“Linkifying” a String

I had a need to create a string “Linkify” function for a web site that I am working on; a function that takes a string, parses it for URL’s, and replaces those URL’s with HTML anchors. The end result is when the string is passed to a web client it would allow the user to browse to the URL.

I started out thinking that it could be done with some simple string manipulation, but quickly realized that finding the end of a URL was not trivial. It then occurred to me that Regular Expressions would solve the problem from my experience with Perl. Regular expressions are exceedingly powerful, but with its’ power comes complexity.

The .NET framework has a namespace dedicated to Regular Expressions: System.Text.RegularExpressions. The RegEx class has a constructor that takes a pattern and options as parameters. The RegEx.Matches(string) method takes a string as an input and returns a MatchCollection, which contains a lot of buried information. For my purposes I was able to avoid having to drill down deep into the collections contained within the object, but it’s good to know that it has the ability to capture the individual groups that a pattern returns.

The trickiest part for me, was recalling how to construct a pattern for this type of query. RegEx pattern syntax is a language of its own, that takes me time to wrap my head around every time I need to work with Regular Expressions, which is not all too often.

So how did I overcome my cerebrally-challenged problem? In searching on Live.com… incidentally in Windows Vista, by default, hit the Windows key, type your search word(s), press the down arrow and press enter… I came across a free 3rd party tool Regular Expression Designer by Rad Software, (this tool is not endorsed by Microsoft) that helped me to quickly construct and try out the pattern that I needed. It also has a handy quick reference to show the meaning of the esoteric symbols used in RegEx patterns.

Construction of the pattern

Anything within parentheses in a RegEx pattern is called a “group.” In this application want 3 groups; the first: the protocol, the second: the domain, and the third: the path. For the protocol group we want to find an occurrence of http or and ftp. The | operator indicates an Or, followed by the literal ://. The domain group is one or more matches + that do not contain a forward slash, a carriage return, a close paren, or a quote mark [^/\r\n\")], note that some are escaped by preceding backslashes, and the path group needs to have zero or more matches * that begin with a forward slash , but not a carriage return, close paren or a quote mark [^\r\n)\"], and lastly we want to find *all* matches in the string with a ?

Putting it all together we arrive at this: "(http|ftp)://([^/\r\n\")]+)(/[^\r\n\")]*)?"

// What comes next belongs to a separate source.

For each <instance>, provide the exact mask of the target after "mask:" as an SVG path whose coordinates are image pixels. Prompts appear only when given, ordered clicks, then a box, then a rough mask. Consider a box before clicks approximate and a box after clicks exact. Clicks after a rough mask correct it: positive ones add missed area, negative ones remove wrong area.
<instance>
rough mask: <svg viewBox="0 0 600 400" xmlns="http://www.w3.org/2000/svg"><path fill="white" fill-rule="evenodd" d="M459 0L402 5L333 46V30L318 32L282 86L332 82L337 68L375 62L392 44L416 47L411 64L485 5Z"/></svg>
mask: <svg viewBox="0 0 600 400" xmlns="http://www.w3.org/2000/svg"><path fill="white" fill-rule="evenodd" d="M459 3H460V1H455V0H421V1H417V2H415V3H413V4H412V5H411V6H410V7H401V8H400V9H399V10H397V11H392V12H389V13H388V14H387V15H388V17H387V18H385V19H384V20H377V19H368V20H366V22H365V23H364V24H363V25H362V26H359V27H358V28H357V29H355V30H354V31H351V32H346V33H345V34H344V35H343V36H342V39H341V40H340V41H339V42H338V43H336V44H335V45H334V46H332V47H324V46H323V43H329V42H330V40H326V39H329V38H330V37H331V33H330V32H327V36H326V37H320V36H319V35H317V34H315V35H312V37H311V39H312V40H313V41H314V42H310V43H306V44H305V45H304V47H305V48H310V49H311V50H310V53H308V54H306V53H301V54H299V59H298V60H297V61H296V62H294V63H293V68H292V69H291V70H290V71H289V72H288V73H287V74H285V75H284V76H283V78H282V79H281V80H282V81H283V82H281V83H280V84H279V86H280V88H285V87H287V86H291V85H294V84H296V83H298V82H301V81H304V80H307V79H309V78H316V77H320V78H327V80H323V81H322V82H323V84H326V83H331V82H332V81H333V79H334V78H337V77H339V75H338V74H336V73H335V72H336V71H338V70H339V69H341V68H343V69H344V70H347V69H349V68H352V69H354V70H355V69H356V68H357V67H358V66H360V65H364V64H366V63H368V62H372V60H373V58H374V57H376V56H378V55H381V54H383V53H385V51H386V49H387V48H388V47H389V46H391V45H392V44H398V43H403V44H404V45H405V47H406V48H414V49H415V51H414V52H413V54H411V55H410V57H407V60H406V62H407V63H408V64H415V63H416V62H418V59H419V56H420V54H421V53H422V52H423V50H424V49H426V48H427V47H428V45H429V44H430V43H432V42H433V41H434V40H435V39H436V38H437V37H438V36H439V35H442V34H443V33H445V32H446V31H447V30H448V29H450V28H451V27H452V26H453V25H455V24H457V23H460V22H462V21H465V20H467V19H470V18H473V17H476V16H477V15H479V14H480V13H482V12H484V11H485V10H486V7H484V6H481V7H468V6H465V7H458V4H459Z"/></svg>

We could have given the groups friendly names as in: "(?<protocol>http|ftp)://(<?<domain>[^/\r\n\")]+)(?<path>/[^\r\n\")]*)?", if we had wanted to access the individual values by name, for some other purpose. Without assigning names, by default, the groups are numbered in order of occurrence within the pattern starting with 0.

Following is a method call that wraps it all up:

using System.Text.RegularExpressions;

/// <summary>

/// This method takes a string and looks for URL’s within it.

/// If a URL is found it makes a HTML Anchor out of it and embeds it

/// in the output string. This method assumes that we are not passing

/// in HTML. This method would have to be revised to support that.

/// </summary>

/// <param name="input"></param>

/// <returns>Clickified String</returns>

public static string LinkifyString(string input)

{

     Regex regex = new Regex("(http|ftp)://([^/\r\n)\"]+)(/[^\r\n)\"]*)?", RegexOptions.IgnoreCase);

     MatchCollection mc = regex.Matches(input);

     foreach (Match m in mc)

     {

          string url = m.Value;

          string link = Globals.CreateAnchorTargetBlank(url, url);

          input = input.Replace(url, link);

     }

     return input;

}

public static string CreateAnchorTargetBlank(string href, string description)

{

     return string.Format("<a href=\"{0}\" target=\"_blank\">{1}</a>", href, description);

}

MSDN has some RegEx examples that may be worth taking a look at.

Be advised that this LinkifyString function will corrupt HTML if you pass an HTML’ified string to it, since we are not checking for anchor elements surrounding the URL’s. To do this one would have to add additional groups that ignore matches inside anchors. i.e. <a href=” https://www.foo.com”>https://www.foo.com</a>.

-Hans Hugli